Although Florida’s Republican Gov. Rick Scott supported expansion last year, his GOP-led Legislature rebuffed him, and efforts at compromise appear to have stalemated. Scott, who is seeking reelection, has since made efforts to distance himself from the Medicaid expansion.
“I think the politics make the policy more difficult now,” said Don Gaetz, Florida’s Senate president, a Republican. “The politics have gone sour for Obamacare, and that makes it more difficult, I think, to work out something with the federal government to do things their way.”
Gaetz said any chance of moving toward the Obama administration’s position slipped away during the law’s miserable rollout in October — and he’s relieved Florida waited to move forward.
“We have a newly elected senator who was an infantry captain in Iraq. He reminded me that sometimes it’s good to be the second one in the minefield,” he said. “I think that’s a good way for states to look at Obamacare.”
Another set of Republican states began 2014 by reaffirming their commitments to shun Medicaid expansion. Idaho Gov. Butch Otter, for example, said he won’t touch expansion this year.
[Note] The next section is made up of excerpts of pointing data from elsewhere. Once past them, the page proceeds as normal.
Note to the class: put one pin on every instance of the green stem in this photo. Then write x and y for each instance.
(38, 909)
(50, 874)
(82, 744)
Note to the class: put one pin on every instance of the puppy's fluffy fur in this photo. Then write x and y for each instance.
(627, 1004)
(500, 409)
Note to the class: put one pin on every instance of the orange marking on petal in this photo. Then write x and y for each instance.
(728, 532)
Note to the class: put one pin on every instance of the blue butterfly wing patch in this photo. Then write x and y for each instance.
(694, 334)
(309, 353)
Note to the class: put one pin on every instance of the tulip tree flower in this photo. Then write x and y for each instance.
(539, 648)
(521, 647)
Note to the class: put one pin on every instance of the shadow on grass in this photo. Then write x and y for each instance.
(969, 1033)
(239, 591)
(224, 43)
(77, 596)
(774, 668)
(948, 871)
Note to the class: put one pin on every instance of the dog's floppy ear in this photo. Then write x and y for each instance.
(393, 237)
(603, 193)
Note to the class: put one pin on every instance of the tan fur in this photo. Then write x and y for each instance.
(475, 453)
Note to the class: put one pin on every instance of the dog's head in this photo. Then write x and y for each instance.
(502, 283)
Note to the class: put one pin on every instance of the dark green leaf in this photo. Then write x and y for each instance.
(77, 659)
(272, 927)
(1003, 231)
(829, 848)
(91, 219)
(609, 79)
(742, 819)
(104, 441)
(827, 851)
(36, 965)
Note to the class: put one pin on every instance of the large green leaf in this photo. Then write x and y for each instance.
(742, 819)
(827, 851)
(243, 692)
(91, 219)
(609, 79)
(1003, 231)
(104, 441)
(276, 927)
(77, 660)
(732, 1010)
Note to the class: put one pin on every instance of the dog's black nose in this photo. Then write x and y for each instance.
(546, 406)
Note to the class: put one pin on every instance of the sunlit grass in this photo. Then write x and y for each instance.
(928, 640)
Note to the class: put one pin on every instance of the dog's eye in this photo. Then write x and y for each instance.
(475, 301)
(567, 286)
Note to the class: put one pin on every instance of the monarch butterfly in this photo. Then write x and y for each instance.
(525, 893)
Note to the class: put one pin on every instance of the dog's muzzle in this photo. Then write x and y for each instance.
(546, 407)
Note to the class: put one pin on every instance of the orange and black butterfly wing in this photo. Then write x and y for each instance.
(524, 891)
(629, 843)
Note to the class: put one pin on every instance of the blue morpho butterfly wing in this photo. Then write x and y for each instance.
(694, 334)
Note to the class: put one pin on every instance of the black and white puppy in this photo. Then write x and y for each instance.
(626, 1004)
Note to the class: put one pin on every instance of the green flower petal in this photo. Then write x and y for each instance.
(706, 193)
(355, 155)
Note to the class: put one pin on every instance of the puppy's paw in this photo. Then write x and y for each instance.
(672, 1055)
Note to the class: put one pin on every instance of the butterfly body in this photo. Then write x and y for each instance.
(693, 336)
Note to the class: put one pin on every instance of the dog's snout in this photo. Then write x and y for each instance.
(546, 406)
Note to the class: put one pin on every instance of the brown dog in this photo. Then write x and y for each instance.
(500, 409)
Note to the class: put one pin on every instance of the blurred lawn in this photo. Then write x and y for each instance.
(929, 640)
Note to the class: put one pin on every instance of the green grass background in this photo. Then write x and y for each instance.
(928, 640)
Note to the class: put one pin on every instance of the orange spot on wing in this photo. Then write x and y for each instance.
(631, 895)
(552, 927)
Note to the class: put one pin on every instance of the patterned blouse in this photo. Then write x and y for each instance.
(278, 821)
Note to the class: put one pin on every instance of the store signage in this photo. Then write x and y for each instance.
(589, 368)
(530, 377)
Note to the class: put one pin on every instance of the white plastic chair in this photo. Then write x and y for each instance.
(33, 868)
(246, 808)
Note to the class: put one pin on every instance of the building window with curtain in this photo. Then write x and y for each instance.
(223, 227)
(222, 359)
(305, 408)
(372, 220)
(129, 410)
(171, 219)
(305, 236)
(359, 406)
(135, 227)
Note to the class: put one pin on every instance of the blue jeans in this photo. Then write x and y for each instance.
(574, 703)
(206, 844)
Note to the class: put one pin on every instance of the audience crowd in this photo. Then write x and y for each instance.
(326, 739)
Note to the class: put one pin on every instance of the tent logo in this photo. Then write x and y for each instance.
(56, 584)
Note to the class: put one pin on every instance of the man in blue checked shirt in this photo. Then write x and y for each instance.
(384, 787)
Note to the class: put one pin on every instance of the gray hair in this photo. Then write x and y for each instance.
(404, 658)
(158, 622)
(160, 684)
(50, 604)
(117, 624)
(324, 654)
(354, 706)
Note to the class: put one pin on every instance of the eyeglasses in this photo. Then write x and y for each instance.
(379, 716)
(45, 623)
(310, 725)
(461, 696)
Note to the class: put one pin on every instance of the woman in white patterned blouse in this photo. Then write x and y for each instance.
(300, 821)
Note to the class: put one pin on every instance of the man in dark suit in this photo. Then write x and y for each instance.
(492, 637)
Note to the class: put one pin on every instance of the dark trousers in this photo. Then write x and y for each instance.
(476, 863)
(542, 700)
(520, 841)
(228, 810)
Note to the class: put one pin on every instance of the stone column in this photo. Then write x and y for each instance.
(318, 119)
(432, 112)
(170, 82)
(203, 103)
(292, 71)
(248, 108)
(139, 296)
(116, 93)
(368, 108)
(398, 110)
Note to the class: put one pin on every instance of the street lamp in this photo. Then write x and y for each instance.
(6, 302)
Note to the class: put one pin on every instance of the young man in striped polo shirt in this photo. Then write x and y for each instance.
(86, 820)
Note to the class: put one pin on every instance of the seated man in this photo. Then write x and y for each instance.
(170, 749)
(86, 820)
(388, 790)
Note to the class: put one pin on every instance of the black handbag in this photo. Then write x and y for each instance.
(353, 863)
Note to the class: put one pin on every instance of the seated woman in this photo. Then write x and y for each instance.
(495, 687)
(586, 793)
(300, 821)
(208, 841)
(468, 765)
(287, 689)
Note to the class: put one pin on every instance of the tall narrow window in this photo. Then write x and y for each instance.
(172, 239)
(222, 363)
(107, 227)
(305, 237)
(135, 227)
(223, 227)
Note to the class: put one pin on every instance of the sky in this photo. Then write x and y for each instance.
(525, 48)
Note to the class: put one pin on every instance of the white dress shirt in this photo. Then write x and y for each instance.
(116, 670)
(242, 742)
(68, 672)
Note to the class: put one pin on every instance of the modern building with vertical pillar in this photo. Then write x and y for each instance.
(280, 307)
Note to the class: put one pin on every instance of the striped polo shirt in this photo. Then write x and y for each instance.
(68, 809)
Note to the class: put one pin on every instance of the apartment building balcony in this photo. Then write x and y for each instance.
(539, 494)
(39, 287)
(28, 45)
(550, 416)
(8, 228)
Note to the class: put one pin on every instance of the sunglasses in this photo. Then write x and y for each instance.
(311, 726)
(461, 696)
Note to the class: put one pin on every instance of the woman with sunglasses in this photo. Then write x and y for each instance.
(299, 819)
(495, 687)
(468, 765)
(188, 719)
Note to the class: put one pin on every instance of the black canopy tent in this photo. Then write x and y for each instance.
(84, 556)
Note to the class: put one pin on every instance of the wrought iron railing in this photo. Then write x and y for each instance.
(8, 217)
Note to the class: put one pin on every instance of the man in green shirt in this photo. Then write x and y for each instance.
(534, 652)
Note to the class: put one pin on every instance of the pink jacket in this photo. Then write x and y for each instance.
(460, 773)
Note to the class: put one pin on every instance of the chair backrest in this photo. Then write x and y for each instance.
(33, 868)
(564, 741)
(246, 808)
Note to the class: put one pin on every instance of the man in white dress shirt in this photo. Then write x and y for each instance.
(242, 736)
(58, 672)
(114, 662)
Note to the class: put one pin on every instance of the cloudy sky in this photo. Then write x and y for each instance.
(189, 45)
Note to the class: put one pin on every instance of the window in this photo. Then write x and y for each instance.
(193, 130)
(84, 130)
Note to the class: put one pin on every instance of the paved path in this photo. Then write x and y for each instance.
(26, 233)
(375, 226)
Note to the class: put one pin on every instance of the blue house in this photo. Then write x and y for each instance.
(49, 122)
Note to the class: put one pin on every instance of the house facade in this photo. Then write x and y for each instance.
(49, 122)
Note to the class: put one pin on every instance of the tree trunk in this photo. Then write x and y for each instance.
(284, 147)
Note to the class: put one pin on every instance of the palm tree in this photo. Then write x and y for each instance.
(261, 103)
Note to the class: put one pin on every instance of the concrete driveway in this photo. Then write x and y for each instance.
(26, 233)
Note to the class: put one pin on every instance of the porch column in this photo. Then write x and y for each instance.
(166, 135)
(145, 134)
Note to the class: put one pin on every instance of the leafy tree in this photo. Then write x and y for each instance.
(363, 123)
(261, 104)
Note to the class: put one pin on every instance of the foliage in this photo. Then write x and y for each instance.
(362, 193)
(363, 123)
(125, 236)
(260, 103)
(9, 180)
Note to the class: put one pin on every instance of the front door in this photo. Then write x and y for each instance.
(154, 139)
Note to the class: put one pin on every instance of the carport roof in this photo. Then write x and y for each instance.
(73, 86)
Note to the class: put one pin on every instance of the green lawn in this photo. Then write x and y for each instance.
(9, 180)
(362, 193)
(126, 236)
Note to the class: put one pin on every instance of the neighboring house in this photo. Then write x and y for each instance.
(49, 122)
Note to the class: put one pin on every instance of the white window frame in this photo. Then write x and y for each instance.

Nor will Republican governors in Alaska and South Dakota, despite bright-red North Dakota’s surprise embrace of the policy last year.
“On the issue of Medicaid expansion, we should not jump into the deep end without knowing what’s on the bottom,” Otter said in his annual address to state lawmakers on Monday. Otter, who last year lobbied hard for a state-run exchange, said he’s carefully tracking the expansion experience in conservative states.
Mississippi, too, appears unlikely to move in the new year. The state’s governor, Republican Phil Bryant, reiterated his opposition to expansion last week.
“We have a group that will not step over the political, Republican line to accept those funds,” said Bobby Moak, the Democratic leader of the Mississippi House.
It’s that entrenchment that has some experts doubting whether the Medicaid expansion map will change at all this year, in the shadow of the midterm elections.
“As more bad news emerges about costs, coverage, access problems, etc., polarization will prevent movement,” emailed Dennis Smith, a conservative health care consultant who has worked on Medicaid for President George W. Bush, Wisconsin Gov. Scott Walker and The Heritage Foundation..
Robert Blendon, a Harvard University health policy professor, predicted states would wait for the outcome of the 2014 elections before committing to expansion because Republican legislators are afraid of primary challenges from the right. However, he added that expansion is more likely where governors have unilateral authority to expand.
To others, though, the allure of billions of dollars in federal funding and a sharply reduced uninsured population — as well as the fear that hospitals without enhanced Medicaid funding could shut down or shed jobs — will keep expansion in play in the unlikeliest of states.
“In general I agree that states like Texas, Louisiana, South Carolina, Georgia, Mississippi will not change,” said Ray Scheppach, former executive director of the National Governors Association. “I do think it is possible for some of the others as the numbers are overwhelming in terms of the positive economic impacts.”